Squeezing Felicity’s hand, he vowed to be better. The type of man who fought for the innocent. Like he’d tried to do with his Night Watch Bill.

“I was wrong.” His vehemence—and maybe the admission itself, so surprising for a man who had always claimed life was so good—brought Felicity’s head up abruptly. 

She searched his face, as if looking for signs that he was lying. “I don’t understand.”

“No, I didn’t understand.” He wrapped his other hand around hers, covering her palm. “I didn’t understand so many, many things. How your mind worked. What caused you pain. I should have been fighting by your side, defending you to anyone who dared to insult you.
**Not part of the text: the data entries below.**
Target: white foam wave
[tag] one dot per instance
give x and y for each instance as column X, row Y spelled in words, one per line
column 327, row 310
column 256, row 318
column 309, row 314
I should have been better, Lissie.”

She blinked, those green eyes of hers still dark with suspicion. “This doesn’t sound like you, at all. You’ve never, in all the years I’ve known you, admitted you were wrong. Yet this is twice in one week you have done so.”

“I should have.” He sighed. “I should have done a lot of things, I see.”

“Margaret always said that hindsight has perfect vision.” Her nose wrinkled, making her look so adorable he almost didn’t note her use of the past tense. “I always thought that was a foolish expression. You can’t see behind you.”

He grinned. “Somehow I don’t think that’s what she meant.” 

 “Perhaps not.” She shrugged. “When I bring her back, I will ask her.”

“I don’t think this is a good idea.” That was an understatement, for he really thought this was the worst idea of the century. “What do you believe happens when you die, Felicity?”

“Nothing.” She lifted her chin up, her eyes narrowing, preparing for a fight. “I know that is not the popular view of the times, but it’s what I think, based on science.”

He was not surprised she believed that. Faith could not be proved rationally, so she’d want no part of it. He, on the other hand, had accepted religion without questioning because Hardings had always been Anglicans.

“What if Margaret is with Randall now?” he asked. “What if she’s happy, up in Heaven?”

For a split second, Felicity seemed to consider this. Her hand tightened around his. Then she shook her head, dismissing the idea. “That is too unlikely to consider. Death does not bring life—unless I find a way to make it so.”

It hit then, the dichotomy of being close to Felicity. Holding her hand, the warmth of her soft skin bolstering him. She was so alive—so vibrant.

While his aunt was so very, very dead.

Felicity couldn’t change that, could she? When they were children, he’d jokingly said she’d create a monster someday. He hadn’t believed then that she could actually do it. He swallowed down that rising doubt, sending up a small prayer that for the first time in her life, she’d fail.

“I want to support you,” he said, tentatively, reluctantly, for he knew she’d pull her hand away, and his words might tear asunder this new intimacy between them. He’d have to take that chance. 

“But you don’t agree with me.” She started to tug her hand back from his grip, but then she stopped. “Because you don’t think I can do it?”

“No.” He let go of her hand, let his fingers slip from hers, the loss echoing through the depths of his soul. “Because I fear you’ll succeed.”